YAOUNDE (Reuters) - Suspected Boko Haram rebels from Nigeria have attacked a Chinese work site in northern Cameroon, killing at least one Cameroonian soldier and at least 10 people are believed to have been abducted, the regional governor and Cameroon state radio said.
The Chinese embassy in Yaounde confirmed the attack on Friday at a site near the town on Waza, 20 km (12 miles) from the Nigerian border close to the Sambisa forest, a Boko Haram stronghold.
The Islamist group kidnapped more than 200 girls from a school on the Nigerian side of the border last month and Nigerian troops backed by foreign units are searching the area around the forest for them.

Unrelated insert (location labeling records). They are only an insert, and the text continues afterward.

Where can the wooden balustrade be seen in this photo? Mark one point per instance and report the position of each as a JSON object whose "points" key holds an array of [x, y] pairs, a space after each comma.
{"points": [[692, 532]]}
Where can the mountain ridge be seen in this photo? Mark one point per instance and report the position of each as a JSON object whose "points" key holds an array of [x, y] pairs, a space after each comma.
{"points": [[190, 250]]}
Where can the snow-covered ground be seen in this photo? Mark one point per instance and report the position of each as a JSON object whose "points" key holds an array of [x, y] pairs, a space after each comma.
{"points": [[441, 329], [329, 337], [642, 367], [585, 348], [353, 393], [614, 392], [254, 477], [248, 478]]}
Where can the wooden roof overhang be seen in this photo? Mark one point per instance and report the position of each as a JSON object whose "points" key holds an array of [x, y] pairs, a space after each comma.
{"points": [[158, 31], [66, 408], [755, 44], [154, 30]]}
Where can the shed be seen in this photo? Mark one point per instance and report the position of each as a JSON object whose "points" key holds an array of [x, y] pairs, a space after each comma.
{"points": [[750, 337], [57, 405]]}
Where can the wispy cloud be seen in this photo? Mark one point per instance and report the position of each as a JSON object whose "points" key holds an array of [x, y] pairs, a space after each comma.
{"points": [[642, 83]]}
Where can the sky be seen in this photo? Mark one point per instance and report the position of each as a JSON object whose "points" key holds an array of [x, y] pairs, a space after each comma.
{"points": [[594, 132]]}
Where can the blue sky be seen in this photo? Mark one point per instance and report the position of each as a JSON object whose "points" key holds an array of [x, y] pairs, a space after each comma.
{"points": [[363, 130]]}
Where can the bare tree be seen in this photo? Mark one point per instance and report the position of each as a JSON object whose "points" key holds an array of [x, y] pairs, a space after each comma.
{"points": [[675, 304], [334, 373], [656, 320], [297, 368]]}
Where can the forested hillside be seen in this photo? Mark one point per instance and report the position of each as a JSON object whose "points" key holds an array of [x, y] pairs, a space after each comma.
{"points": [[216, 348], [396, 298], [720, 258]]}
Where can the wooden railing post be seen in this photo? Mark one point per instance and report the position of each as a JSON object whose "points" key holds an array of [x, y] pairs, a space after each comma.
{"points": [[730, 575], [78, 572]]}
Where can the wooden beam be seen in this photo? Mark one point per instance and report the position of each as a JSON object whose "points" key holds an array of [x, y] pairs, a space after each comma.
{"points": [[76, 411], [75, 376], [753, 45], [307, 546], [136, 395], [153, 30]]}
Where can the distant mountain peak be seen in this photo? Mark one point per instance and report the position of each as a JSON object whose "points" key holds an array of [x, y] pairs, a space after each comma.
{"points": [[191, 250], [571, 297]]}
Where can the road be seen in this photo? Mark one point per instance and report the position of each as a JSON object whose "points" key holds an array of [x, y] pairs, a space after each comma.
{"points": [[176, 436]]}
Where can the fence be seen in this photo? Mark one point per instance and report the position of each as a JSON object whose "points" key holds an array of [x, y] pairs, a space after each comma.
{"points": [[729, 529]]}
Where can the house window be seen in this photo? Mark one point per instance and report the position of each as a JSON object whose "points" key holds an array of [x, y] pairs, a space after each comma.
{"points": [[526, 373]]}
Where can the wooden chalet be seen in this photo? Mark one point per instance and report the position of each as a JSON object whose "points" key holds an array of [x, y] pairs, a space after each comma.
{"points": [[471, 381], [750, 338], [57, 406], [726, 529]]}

Friday's incident began when power was cut in the evening. A five-hour gunfight followed, a guard at the Waza National Park told Reuters.
"Some of us decided to hide in the forest with the animals," the guard said, requesting anonymity.

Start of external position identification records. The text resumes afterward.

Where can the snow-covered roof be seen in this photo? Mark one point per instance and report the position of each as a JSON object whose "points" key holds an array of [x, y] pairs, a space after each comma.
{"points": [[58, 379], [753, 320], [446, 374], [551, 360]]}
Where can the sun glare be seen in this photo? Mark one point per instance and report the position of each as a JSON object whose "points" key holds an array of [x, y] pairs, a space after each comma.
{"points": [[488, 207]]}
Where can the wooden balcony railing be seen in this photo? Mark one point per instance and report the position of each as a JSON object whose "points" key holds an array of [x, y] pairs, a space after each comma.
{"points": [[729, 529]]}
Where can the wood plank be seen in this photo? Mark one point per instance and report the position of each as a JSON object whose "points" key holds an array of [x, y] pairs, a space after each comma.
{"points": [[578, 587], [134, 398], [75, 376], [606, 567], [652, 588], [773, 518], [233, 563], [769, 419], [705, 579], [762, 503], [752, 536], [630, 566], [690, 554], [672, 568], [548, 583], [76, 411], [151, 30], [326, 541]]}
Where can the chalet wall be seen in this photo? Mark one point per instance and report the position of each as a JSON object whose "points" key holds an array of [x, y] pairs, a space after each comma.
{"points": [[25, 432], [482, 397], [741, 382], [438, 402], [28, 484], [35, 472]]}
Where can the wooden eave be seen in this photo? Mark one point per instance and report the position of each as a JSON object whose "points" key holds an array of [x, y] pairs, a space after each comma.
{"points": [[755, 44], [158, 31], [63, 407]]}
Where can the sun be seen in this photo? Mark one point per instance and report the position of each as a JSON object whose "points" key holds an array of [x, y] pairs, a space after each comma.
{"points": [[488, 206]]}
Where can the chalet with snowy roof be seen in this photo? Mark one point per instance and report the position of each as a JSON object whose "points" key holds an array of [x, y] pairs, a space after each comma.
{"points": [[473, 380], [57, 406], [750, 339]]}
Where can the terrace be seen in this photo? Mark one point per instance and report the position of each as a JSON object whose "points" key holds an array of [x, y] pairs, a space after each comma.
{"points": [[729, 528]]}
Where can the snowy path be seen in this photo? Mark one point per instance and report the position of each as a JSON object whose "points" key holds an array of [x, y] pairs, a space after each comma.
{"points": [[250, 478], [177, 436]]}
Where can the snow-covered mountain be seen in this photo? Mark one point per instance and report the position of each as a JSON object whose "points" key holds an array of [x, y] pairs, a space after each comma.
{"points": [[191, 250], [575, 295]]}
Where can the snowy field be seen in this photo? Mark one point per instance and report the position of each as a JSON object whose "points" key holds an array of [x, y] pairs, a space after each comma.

The governor of Cameroon's Far North Region, Augustine Fonka Awa, said he believed Boko Haram had carried out the attack. Authorities are investigating reports that at least one Cameroon soldier was killed and 10 people were abducted, he said.
Cameroon state radio said a Cameroon special forces soldier was killed. It said four others including two soldiers were seriously wounded.
The assailants took away 10 vehicles, two trucks and a container of explosives belonging to the Chinese company, the radio said in a report from the region.
In a meeting in Paris on Saturday to improve cooperation in the fight against Boko Haram and other militant groups, French President Francois Hollande said it was becoming a threat to all of West and Central Africa
Boko Haram has staged several attacks in northern Cameroon during its five-year fight to set up an Islamist state. Last month, it attacked a police post killing two people. The rebels kidnapped a French family in February 2013.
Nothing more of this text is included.